Ter zitting van de beroepscommissie van 14 december 2007, gehouden in de p.i. Amsterdam, zijn gehoord klager, bijgestaan door zijn raadsman mr. R. Zilver, en het hoofd van de medische dienst van de p.i. Rijnmond te Krimpen aan den IJssel [...].

De beroepscommissie in de zin van artikel 69, tweede lid, Pbw heeft in de uitspraak 07/2572/GA van 2 januari 2008 klagers beroep met betrekking tot de oplegging van een disciplinaire straf van drie dagen opsluiting in de eigen verblijfsruimte in
verband
met onterechte ziekmelding gegrond verklaard, de uitspraak van de beklagcommissie vernietigd en het beklag alsnog gegrond verklaard en terzake een tegemoetkoming van € 22,50 toegekend.

Op grond van haar onderzoek overweegt en beslist de beroepscommissie als volgt:

1. De inhoud van het beroep
De klacht, zoals neergelegd in het verzoek om bemiddeling aan de medisch adviseur, houdt in dat de klagers ziekmelding als ‘onterecht’ is aangemerkt.

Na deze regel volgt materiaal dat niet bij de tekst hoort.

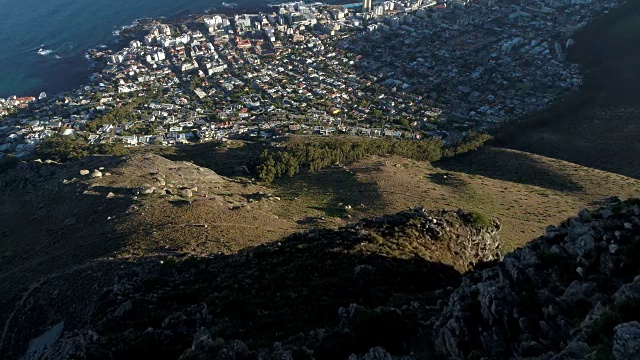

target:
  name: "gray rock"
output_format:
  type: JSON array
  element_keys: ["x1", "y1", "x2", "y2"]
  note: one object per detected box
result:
[
  {"x1": 613, "y1": 275, "x2": 640, "y2": 305},
  {"x1": 552, "y1": 341, "x2": 591, "y2": 360},
  {"x1": 113, "y1": 301, "x2": 133, "y2": 318},
  {"x1": 24, "y1": 321, "x2": 64, "y2": 360},
  {"x1": 349, "y1": 346, "x2": 393, "y2": 360},
  {"x1": 139, "y1": 184, "x2": 156, "y2": 195},
  {"x1": 613, "y1": 321, "x2": 640, "y2": 360},
  {"x1": 561, "y1": 280, "x2": 595, "y2": 305}
]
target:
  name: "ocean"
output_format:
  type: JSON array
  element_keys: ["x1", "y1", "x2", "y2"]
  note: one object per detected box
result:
[{"x1": 0, "y1": 0, "x2": 294, "y2": 97}]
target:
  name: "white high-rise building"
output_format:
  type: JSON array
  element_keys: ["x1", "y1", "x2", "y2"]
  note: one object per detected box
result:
[{"x1": 362, "y1": 0, "x2": 371, "y2": 12}]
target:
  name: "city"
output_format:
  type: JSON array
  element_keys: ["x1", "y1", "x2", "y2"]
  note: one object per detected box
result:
[{"x1": 0, "y1": 0, "x2": 618, "y2": 158}]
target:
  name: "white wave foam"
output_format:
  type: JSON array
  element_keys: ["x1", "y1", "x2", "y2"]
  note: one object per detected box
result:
[{"x1": 38, "y1": 48, "x2": 53, "y2": 56}]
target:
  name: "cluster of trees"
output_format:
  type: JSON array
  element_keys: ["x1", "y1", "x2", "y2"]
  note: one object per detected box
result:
[
  {"x1": 256, "y1": 133, "x2": 491, "y2": 183},
  {"x1": 36, "y1": 135, "x2": 129, "y2": 162},
  {"x1": 84, "y1": 98, "x2": 144, "y2": 132}
]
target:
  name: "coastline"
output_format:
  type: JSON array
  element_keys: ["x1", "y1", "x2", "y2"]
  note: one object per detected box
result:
[{"x1": 0, "y1": 0, "x2": 354, "y2": 98}]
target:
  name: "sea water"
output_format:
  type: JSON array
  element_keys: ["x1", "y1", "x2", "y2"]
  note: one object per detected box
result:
[{"x1": 0, "y1": 0, "x2": 273, "y2": 97}]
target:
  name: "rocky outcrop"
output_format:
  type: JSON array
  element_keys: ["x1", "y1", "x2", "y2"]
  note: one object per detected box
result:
[
  {"x1": 11, "y1": 199, "x2": 640, "y2": 360},
  {"x1": 434, "y1": 199, "x2": 640, "y2": 359},
  {"x1": 26, "y1": 208, "x2": 500, "y2": 360}
]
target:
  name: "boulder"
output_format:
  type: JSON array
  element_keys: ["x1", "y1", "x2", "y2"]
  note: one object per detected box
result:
[
  {"x1": 140, "y1": 184, "x2": 156, "y2": 195},
  {"x1": 613, "y1": 321, "x2": 640, "y2": 360}
]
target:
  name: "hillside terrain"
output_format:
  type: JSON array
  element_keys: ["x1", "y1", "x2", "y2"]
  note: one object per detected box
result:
[
  {"x1": 0, "y1": 144, "x2": 640, "y2": 358},
  {"x1": 2, "y1": 188, "x2": 640, "y2": 360},
  {"x1": 496, "y1": 1, "x2": 640, "y2": 179}
]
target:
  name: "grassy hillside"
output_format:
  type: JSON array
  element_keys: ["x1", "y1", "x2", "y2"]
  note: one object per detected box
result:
[{"x1": 266, "y1": 148, "x2": 640, "y2": 249}]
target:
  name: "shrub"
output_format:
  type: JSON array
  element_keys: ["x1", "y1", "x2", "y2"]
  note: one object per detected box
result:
[{"x1": 469, "y1": 211, "x2": 491, "y2": 229}]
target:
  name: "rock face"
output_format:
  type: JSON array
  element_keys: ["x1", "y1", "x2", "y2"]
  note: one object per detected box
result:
[
  {"x1": 26, "y1": 208, "x2": 500, "y2": 360},
  {"x1": 11, "y1": 199, "x2": 640, "y2": 360},
  {"x1": 613, "y1": 321, "x2": 640, "y2": 360},
  {"x1": 434, "y1": 200, "x2": 640, "y2": 359}
]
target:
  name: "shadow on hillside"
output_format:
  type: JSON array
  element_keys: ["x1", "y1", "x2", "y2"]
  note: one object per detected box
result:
[
  {"x1": 274, "y1": 167, "x2": 383, "y2": 216},
  {"x1": 434, "y1": 148, "x2": 583, "y2": 192},
  {"x1": 0, "y1": 157, "x2": 138, "y2": 353},
  {"x1": 6, "y1": 225, "x2": 461, "y2": 359}
]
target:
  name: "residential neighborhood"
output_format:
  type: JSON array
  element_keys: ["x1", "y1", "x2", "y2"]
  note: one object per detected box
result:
[{"x1": 0, "y1": 0, "x2": 620, "y2": 157}]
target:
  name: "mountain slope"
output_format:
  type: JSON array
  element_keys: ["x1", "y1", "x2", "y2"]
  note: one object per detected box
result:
[{"x1": 10, "y1": 199, "x2": 640, "y2": 360}]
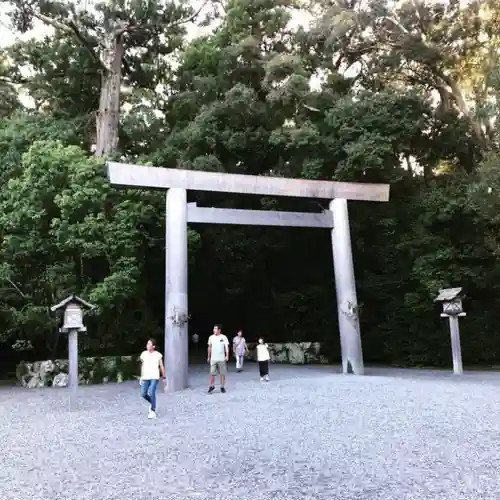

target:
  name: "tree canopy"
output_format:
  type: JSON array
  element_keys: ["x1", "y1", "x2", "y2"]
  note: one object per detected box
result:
[{"x1": 0, "y1": 0, "x2": 500, "y2": 365}]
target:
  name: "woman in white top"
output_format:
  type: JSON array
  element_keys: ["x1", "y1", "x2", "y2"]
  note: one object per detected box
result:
[
  {"x1": 141, "y1": 339, "x2": 165, "y2": 418},
  {"x1": 233, "y1": 330, "x2": 248, "y2": 372},
  {"x1": 257, "y1": 337, "x2": 271, "y2": 382}
]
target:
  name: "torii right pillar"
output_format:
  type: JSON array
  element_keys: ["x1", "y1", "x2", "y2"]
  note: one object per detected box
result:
[{"x1": 330, "y1": 198, "x2": 365, "y2": 375}]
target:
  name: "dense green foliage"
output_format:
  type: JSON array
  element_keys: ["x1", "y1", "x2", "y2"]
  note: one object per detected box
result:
[{"x1": 0, "y1": 0, "x2": 500, "y2": 365}]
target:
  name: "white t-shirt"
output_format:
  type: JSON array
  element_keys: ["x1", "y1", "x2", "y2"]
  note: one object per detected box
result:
[
  {"x1": 257, "y1": 344, "x2": 271, "y2": 361},
  {"x1": 208, "y1": 333, "x2": 229, "y2": 363},
  {"x1": 141, "y1": 351, "x2": 163, "y2": 380},
  {"x1": 233, "y1": 335, "x2": 246, "y2": 356}
]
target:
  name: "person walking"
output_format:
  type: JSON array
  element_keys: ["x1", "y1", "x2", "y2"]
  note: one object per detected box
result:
[
  {"x1": 140, "y1": 339, "x2": 165, "y2": 418},
  {"x1": 233, "y1": 330, "x2": 248, "y2": 372},
  {"x1": 207, "y1": 325, "x2": 229, "y2": 394},
  {"x1": 257, "y1": 337, "x2": 271, "y2": 382}
]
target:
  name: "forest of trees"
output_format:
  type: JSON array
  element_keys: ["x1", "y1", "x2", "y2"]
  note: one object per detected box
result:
[{"x1": 0, "y1": 0, "x2": 500, "y2": 366}]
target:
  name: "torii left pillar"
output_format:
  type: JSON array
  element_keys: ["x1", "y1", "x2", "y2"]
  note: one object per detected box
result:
[{"x1": 165, "y1": 188, "x2": 189, "y2": 392}]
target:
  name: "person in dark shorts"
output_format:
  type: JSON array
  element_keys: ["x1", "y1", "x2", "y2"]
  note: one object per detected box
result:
[
  {"x1": 207, "y1": 325, "x2": 229, "y2": 394},
  {"x1": 257, "y1": 337, "x2": 271, "y2": 382}
]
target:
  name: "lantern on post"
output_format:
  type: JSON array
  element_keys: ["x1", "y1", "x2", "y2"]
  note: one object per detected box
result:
[
  {"x1": 434, "y1": 288, "x2": 467, "y2": 375},
  {"x1": 50, "y1": 294, "x2": 94, "y2": 391}
]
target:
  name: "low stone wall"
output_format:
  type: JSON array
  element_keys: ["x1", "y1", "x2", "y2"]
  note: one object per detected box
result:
[
  {"x1": 16, "y1": 356, "x2": 140, "y2": 389},
  {"x1": 16, "y1": 342, "x2": 328, "y2": 389},
  {"x1": 245, "y1": 342, "x2": 328, "y2": 365}
]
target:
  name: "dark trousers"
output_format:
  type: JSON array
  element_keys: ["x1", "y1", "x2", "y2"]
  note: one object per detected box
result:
[
  {"x1": 141, "y1": 379, "x2": 158, "y2": 411},
  {"x1": 259, "y1": 361, "x2": 269, "y2": 377}
]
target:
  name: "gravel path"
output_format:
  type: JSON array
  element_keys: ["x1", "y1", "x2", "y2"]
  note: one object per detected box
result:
[{"x1": 0, "y1": 365, "x2": 500, "y2": 500}]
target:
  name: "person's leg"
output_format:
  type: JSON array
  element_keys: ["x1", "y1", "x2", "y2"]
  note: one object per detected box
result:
[
  {"x1": 219, "y1": 361, "x2": 227, "y2": 392},
  {"x1": 263, "y1": 361, "x2": 269, "y2": 380},
  {"x1": 149, "y1": 380, "x2": 158, "y2": 412},
  {"x1": 141, "y1": 380, "x2": 151, "y2": 404},
  {"x1": 208, "y1": 363, "x2": 217, "y2": 393}
]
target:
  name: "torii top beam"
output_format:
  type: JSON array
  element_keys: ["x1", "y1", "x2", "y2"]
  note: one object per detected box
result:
[{"x1": 107, "y1": 161, "x2": 389, "y2": 201}]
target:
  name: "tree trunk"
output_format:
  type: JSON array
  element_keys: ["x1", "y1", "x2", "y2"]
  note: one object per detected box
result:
[{"x1": 94, "y1": 34, "x2": 123, "y2": 156}]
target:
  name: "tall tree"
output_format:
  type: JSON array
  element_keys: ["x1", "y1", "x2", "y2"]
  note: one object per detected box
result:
[
  {"x1": 1, "y1": 0, "x2": 209, "y2": 156},
  {"x1": 311, "y1": 0, "x2": 500, "y2": 152}
]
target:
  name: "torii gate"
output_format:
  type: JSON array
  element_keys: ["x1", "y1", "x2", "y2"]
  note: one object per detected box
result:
[{"x1": 107, "y1": 162, "x2": 389, "y2": 392}]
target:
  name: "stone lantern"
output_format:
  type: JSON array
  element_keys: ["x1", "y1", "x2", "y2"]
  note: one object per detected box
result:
[
  {"x1": 50, "y1": 294, "x2": 94, "y2": 391},
  {"x1": 434, "y1": 288, "x2": 467, "y2": 375}
]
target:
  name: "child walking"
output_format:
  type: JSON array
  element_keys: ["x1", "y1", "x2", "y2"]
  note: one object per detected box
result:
[
  {"x1": 141, "y1": 339, "x2": 165, "y2": 418},
  {"x1": 257, "y1": 337, "x2": 271, "y2": 382},
  {"x1": 233, "y1": 330, "x2": 248, "y2": 372}
]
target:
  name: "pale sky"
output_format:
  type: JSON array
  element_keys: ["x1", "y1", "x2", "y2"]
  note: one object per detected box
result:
[{"x1": 0, "y1": 0, "x2": 312, "y2": 47}]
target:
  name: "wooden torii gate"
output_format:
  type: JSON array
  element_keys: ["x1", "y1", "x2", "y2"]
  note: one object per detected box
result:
[{"x1": 107, "y1": 162, "x2": 389, "y2": 392}]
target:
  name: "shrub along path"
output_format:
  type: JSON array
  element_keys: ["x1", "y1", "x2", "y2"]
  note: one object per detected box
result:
[{"x1": 0, "y1": 364, "x2": 500, "y2": 500}]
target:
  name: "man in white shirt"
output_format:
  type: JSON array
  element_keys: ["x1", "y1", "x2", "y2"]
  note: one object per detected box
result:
[
  {"x1": 207, "y1": 325, "x2": 229, "y2": 394},
  {"x1": 140, "y1": 339, "x2": 165, "y2": 418}
]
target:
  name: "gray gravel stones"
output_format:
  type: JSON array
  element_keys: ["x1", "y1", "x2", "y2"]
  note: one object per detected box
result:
[{"x1": 0, "y1": 364, "x2": 500, "y2": 500}]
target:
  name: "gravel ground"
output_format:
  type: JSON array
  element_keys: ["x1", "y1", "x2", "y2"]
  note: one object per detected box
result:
[{"x1": 0, "y1": 365, "x2": 500, "y2": 500}]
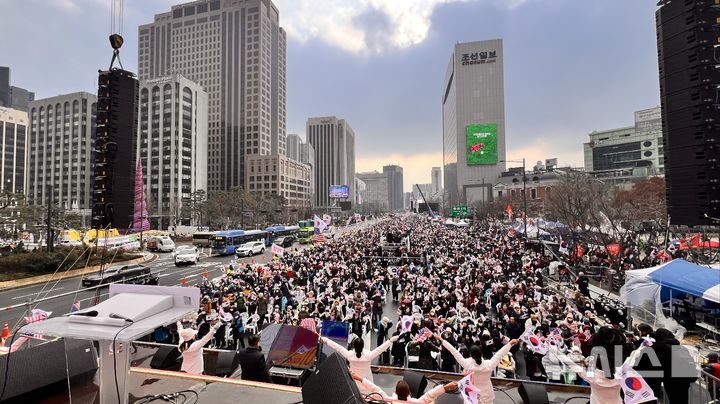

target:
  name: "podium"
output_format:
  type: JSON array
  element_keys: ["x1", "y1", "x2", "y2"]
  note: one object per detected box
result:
[{"x1": 20, "y1": 284, "x2": 200, "y2": 404}]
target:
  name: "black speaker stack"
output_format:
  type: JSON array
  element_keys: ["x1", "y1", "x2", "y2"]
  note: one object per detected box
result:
[
  {"x1": 92, "y1": 69, "x2": 139, "y2": 229},
  {"x1": 302, "y1": 352, "x2": 365, "y2": 404},
  {"x1": 655, "y1": 0, "x2": 720, "y2": 226}
]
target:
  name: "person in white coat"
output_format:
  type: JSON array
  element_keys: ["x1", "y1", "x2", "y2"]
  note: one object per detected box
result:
[
  {"x1": 435, "y1": 334, "x2": 520, "y2": 404},
  {"x1": 350, "y1": 370, "x2": 457, "y2": 404},
  {"x1": 320, "y1": 335, "x2": 400, "y2": 387},
  {"x1": 177, "y1": 320, "x2": 220, "y2": 375}
]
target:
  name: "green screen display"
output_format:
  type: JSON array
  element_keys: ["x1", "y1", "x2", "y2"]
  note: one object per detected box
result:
[{"x1": 465, "y1": 123, "x2": 497, "y2": 165}]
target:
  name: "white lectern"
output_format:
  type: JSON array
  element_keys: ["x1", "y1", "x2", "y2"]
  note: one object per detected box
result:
[{"x1": 20, "y1": 284, "x2": 200, "y2": 404}]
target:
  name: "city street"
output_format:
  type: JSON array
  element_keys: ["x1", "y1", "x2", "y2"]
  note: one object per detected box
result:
[
  {"x1": 0, "y1": 244, "x2": 270, "y2": 329},
  {"x1": 0, "y1": 221, "x2": 372, "y2": 330}
]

2. De standpunten van klager en de inrichtingsarts
Door en namens klager is de klacht als volgt toegelicht.
Klager is met sporten door zijn rug gegaan en moest oefeningen doen van de fysiotherapeut. Hij mocht werken van de medische dienst mits hij voldoende beweging zou krijgen, maar dat was niet mogelijk tijdens het werk. Klager werkte op de lompenzaal en
moest stil en gebogen staan achter een machine om lompen in flarden te snijden. Men mag niet zitten tijdens het werk en ze willen ook niet dat je over de afdeling loopt. Klager kan niet langere tijd stilstaan. Hij heeft gevraagd of hij mocht zitten,
maar dat kon niet. Klager is toen teruggegaan naar de afdeling en heeft zich ziekgemeld. Hem is een disciplinaire straf van drie dagen afzondering op cel opgelegd omdat hij zich ten onrechte ziek zou hebben gemeld. Daarna heeft hij een baantje als
reiniger gekregen en in dat werk kan hij gewoon bewegen.
In die periode was ook zijn strafzitting. Hij heeft de oefeningen van de fysiotherapeut langzaam opgebouwd om niet weer door zijn rug te gaan. In de lompenwerkzaal had klager in eerste instantie alleen last van zijn rug maar zijn allergie bouwde zich
langzaam op.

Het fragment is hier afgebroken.